The Campisi Approach for Lymphatic Surgery

Key Points

Lymphedema staging
Surgical treatment of lymphedema & lymphatic microsurgery
SS-MLVA/single site – multiple lymphatic-venous anastomoses
MLVLA – multiple lymphatic-venous-lymphatic anastomoses (autologous interpositioned vein graft)
CLyFT – complete lymphedema functional treatment
FLLA-LVSP/fibro-lipo-lymph-aspiration by lymph vessel sparing procedure
BPV test – blue patent violet lymphochromic test
ICG test – indocyanine green (fluorescent) lymphography (ICGL)
Superficial and deep lymphoscintigraphy with transport index
LyMPHA – lymphatic microsurgical preventive healing approach

Current Concepts of Peripheral Lymphedema

Chronic peripheral lymphedema is progressive and relatively painless swelling of any peripheral tissue, including the limbs, head and neck, breast, trunk, or genitals, that is the result of a reduced transport capacity of the lymphatic system. Chronic lymphedema can be classified as primary or secondary, according to the etiology. In patients with secondary lymphedema, a specific external cause (filariasis, previous surgery, radiation, malignancy, infection or inflammation, trauma, etc.) can be identified and is believed to impact on a presumed previously normally functioning lymphatic system by causing an obstruction in the lymphatic flow (either from the direct removal of lymph nodes and/or lymphatic vessels or damage to the same).

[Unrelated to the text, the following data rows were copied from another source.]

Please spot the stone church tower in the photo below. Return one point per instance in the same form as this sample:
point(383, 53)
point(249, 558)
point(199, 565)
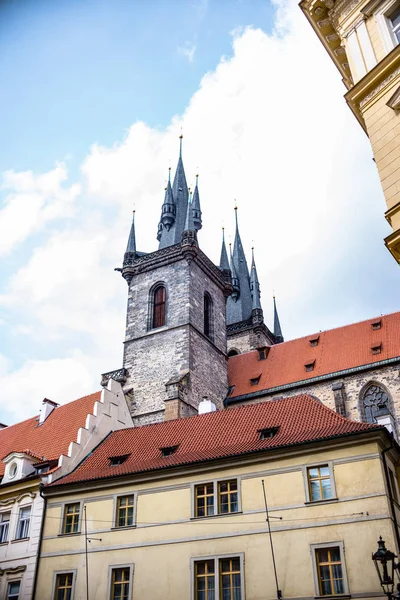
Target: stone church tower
point(175, 346)
point(181, 310)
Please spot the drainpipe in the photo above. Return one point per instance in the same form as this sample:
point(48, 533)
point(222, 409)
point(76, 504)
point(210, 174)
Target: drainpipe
point(392, 506)
point(41, 486)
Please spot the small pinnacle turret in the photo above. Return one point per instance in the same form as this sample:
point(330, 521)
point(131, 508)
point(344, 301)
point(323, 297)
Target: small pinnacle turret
point(196, 206)
point(277, 325)
point(254, 285)
point(223, 261)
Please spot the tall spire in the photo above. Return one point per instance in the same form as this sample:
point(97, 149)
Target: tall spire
point(196, 206)
point(239, 309)
point(223, 261)
point(277, 325)
point(254, 284)
point(131, 246)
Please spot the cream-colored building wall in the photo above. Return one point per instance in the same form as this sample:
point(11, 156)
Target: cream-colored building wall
point(166, 538)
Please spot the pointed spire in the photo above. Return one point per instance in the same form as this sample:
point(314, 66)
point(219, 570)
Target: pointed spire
point(254, 284)
point(189, 222)
point(196, 206)
point(277, 325)
point(131, 246)
point(223, 261)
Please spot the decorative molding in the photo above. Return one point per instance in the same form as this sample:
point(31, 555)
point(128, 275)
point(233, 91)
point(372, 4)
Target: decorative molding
point(380, 87)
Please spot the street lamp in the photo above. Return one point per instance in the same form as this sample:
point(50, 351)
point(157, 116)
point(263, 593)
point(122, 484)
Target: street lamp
point(385, 567)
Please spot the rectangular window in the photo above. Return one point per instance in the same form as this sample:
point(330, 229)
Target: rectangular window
point(71, 518)
point(329, 571)
point(120, 583)
point(319, 483)
point(125, 511)
point(216, 498)
point(4, 525)
point(24, 518)
point(63, 587)
point(218, 578)
point(13, 590)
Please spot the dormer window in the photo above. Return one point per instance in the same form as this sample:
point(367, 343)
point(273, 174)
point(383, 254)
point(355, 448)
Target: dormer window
point(168, 450)
point(118, 460)
point(268, 433)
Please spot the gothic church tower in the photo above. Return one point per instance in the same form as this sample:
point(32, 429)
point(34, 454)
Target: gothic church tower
point(175, 349)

The majority of the clinical conditions that are considered to be primary lymphedema are due to truncular lymphatic malformations that arise during the final stages of the lymphangiogenesis, when there is the development of lymphatic trunks, vessels, and nodes. These malformations result in hypoplasia, hyperplasia, or aplasia of the lymphatic vessels and/or the lymph nodes and may clinically manifest as obstruction or dilatation of the lymphatic vessels. In reality, it is not possible to determine if a peripheral lymphedema is primary or secondary simply from a physical or instrumental examination of the affected limb, as the clinical picture is the same regardless of etiology. What is useful, however, is to classify the lymphedema by stage of disease, as this predicts treatment outcome.

In order to provide such a comprehensive classification system of lymphedema that encompasses immunohistopathological criteria, level of clinically evident edema, lymphoscintigraphic findings, and level of physical disability, we developed a three-stage model ( Table 21.1 ). In clinical practice, stages IA, IB, IIA, and IIB can be considered as early manifestations of the disease, and stages IIIA and IIIB (properly known as elephantiasis), as chronic and advanced. It should be noted that lymphedema is a progressive disease and, without adequate treatment, can move rapidly between the stages.

Table 21.1

Staging of Peripheral Lymphedema (Campisi 2009).

Based on immunohistological criteria, lymphoscintigraphic findings, clinical symptoms, and degree of physical disability.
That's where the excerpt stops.